Final answer:
To find the grams of H2SO4 formed from 6L of SO3 at STP, one needs to write the balanced chemical equation, calculate the number of moles of SO3 based on its volume at STP, and then multiply by the molar mass of H2SO4. A total of 26.25 grams of H2SO4 would be produced.
Step-by-step explanation:
To calculate how many grams of H2SO4 will be formed by reacting 6 L of SO3 gas with sufficient water at STP, you would first need to write the balanced chemical equation for the reaction between sulfur trioxide (SO3) and water (H2O).

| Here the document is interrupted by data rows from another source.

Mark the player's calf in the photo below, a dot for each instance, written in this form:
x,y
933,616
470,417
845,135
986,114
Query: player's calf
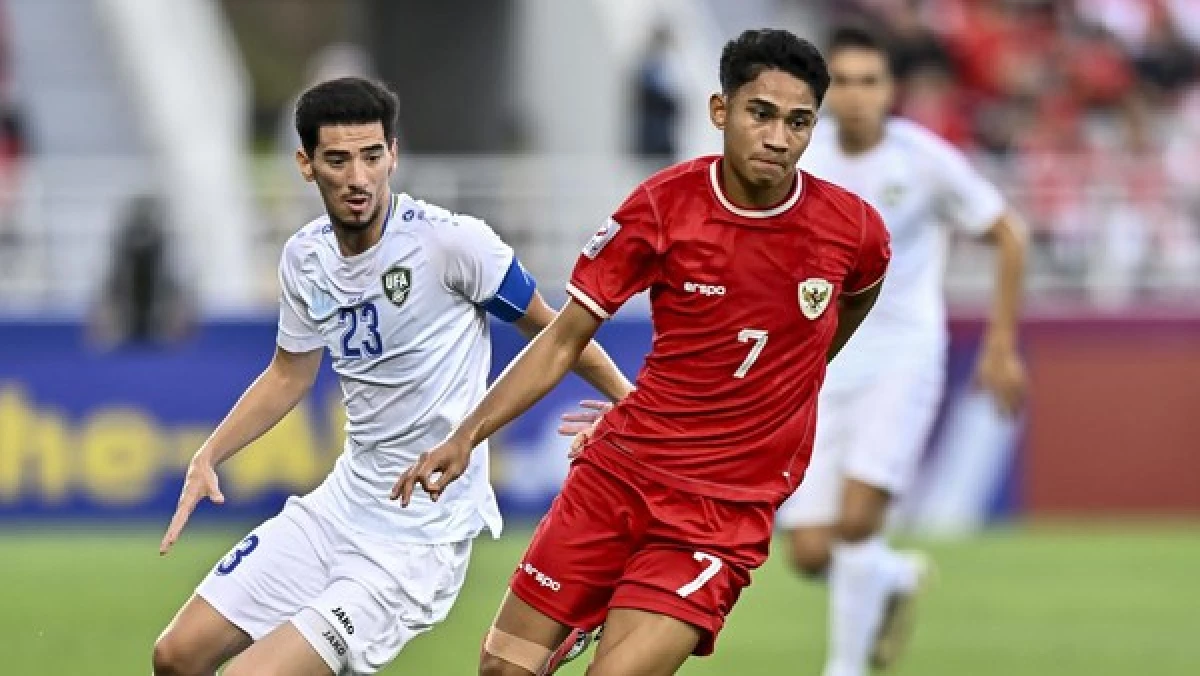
x,y
197,641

The equation is:
SO3(g) + H2O(l) → H2SO4(aq)
Now, at STP (Standard Temperature and Pressure), 1 mole of any gas occupies 22.4 L. To find the number of moles of SO3, we divide the volume of SO3 by the molar volume of a gas at STP:
Moles of SO3 = 6 L / 22.4 L/mol = 0.2679 mol
The molar mass of H2SO4 is approximately 98 g/mol. Therefore, the mass of H2SO4 produced can be calculated by multiplying the moles of SO3 by the molar mass of H2SO4:
Mass of H2SO4 = 0.2679 mol × 98 g/mol = 26.25 g
Thus, 26.25 grams of H2SO4 would be formed.